初月看着自己的血肉被灌进江泊舟的嘴里,心里的大石头终于落地。

原来他只是要在饿鬼大部队到来之前,将自己的情绪值留给自己人……

不对?如果只是不愿让情绪值流入外人,那秋鸿强行挖出那一银匙血浆的行为,不是多此一举吗?

不对!多角色融为一体的江泊舟来这里献上“女巫”,求得不就是这一口情绪值吗?可如今,袅袅为何要抗拒呢?

初月脑子里的犹疑一闪而过的时间里,秋鸿已将一整勺情绪岩浆灌入了江泊舟的嘴里。

可他还没有松手,而是两手并用,死死箍住江泊舟的下颚,勒住他的下巴迫使他头仰着,不给他留吐出来的可能。

旋即,随着江泊舟的喉结上下翻滚,他无力地闭上了眼。

秋鸿终于松手。

“你为什么……”初月早已分不清敌友……

“走!”

秋鸿拎住江泊舟的衣领一旋,对着他的后背一个猛踹,将他推进了已近在咫尺的饿鬼群里。

恶犬扑食一般,银烛率先将他按在了脚下,接踵而来的,是她身后笼罩着层层红棕气雾的陌生脸孔。

不等初月反应过来,秋鸿箍住她的手腕将她提起,转身就往二楼冲。

在二人狂奔的喘息声里,初月听见了那个模糊身影的剖白。

“你暴露身份已是大忌,纵观其他梦世界,陌生人为了享受即刻的情绪值盛宴,群起而生剥梦主的事情不在少数……”

“而你,现在决不能死!”

“当下,再不割肉喂狗,你我都无力阻抗……”

那直接喂就好了,为何要以袅袅为饵。

仿佛有读心术一般,秋鸿拽着她上楼,即刻解释:“那个男人你不必担心,既然是你熟人,还是多个怨念合一的熟人,那群人能把他撕碎,但也只能撕成一个一个的原身,他,并无大碍。
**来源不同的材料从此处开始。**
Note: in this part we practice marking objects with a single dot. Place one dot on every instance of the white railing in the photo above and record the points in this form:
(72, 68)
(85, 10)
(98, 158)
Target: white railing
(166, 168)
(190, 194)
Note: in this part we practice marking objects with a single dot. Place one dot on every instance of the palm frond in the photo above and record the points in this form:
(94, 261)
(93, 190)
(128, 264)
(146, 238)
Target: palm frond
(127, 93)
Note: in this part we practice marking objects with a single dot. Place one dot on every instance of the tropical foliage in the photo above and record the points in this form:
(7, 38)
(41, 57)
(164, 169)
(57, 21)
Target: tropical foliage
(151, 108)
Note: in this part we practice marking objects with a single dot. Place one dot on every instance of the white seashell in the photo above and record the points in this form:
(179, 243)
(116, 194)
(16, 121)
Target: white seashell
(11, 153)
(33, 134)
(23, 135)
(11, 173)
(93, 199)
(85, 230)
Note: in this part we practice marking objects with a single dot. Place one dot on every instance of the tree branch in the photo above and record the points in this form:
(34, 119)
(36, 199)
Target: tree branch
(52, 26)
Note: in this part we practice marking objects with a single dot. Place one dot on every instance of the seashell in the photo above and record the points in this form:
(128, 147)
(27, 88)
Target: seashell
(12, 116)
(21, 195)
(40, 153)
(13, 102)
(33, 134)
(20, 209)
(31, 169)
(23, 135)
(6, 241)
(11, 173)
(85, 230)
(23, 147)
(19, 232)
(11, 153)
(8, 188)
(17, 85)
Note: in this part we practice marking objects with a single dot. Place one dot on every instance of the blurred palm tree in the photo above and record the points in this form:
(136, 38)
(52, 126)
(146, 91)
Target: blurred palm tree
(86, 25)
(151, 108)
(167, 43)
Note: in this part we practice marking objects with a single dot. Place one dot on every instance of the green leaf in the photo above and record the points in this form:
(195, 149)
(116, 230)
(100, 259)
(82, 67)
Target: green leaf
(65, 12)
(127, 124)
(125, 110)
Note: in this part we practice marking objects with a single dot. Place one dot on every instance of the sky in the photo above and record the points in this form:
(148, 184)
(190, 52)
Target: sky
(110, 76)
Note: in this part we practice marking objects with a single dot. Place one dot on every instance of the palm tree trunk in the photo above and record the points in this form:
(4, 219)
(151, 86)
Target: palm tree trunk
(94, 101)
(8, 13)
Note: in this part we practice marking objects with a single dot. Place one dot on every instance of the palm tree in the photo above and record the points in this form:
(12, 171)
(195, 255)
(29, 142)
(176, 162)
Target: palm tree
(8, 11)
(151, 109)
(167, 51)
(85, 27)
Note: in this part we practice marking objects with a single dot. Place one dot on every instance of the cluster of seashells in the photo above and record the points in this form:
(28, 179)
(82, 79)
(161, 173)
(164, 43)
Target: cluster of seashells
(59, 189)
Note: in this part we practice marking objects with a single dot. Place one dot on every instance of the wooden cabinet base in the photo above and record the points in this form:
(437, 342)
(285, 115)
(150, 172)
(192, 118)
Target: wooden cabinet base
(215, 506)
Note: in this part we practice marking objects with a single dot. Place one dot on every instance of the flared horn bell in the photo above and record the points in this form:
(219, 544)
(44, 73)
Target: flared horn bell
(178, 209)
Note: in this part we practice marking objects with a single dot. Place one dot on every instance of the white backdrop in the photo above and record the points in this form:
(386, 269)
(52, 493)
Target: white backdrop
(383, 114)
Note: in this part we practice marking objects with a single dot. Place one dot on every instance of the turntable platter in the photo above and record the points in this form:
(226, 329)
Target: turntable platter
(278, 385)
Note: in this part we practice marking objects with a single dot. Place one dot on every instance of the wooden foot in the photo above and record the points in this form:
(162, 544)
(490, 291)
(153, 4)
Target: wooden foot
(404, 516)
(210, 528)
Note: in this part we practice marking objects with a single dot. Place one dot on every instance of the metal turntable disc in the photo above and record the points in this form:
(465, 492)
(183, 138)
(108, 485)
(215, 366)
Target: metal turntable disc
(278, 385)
”

“熟人?陌生人?你又是什么人。”

初月抬脚迈上最后一集楼梯,不再跟随他的指引,躲进未知的陷阱里了。

秋鸿拉着她的胳膊,几乎要将二人的手臂拉直,初月也没再移动半步。

他长叹一口气,转身抽出楼层隔板,堵住了楼梯的出口,将那群撕咬咆哮的饿鬼们挡在了楼下。

“你把这最基本的居民分类也献祭给现主了吗?”

初月长鞭指他,眼角猩红,她听见了袅袅尖利的悲鸣,哭喊连天。

身体在变得燥热,初月指尖泛红,食指上化为火痕的腐蚀处,一滴一滴晶莹的岩浆在向外喷涌,愤怒快要冲破理智,她明白,是否让对方葬身火海,只在她一念之间。

可秋鸿好似并未察觉自己的处境,他毫不闪躲,两指捏着蛇鞭,抚上它凹凸的鳞片,腕间一转,将其缠绕在自己血管突起的小臂上,随即轻轻按下。

“梦世界的居民大抵可分为三类,熟人,陌生人,和原住民。”

“现主的生活里认识的人,他们的一部分执念未得到消除,追随到梦世界的那一部分,就是熟人;陌生人,就好比楼下的大部分人,你不知道他,现主也不知道他,他们就是梦世界里为了凑数而生的无根草芥;原住民,好比凌晓,好比我,还有银烛,能通过各种手段与梦主熟识,受其照拂,得其情绪恩泽的人……”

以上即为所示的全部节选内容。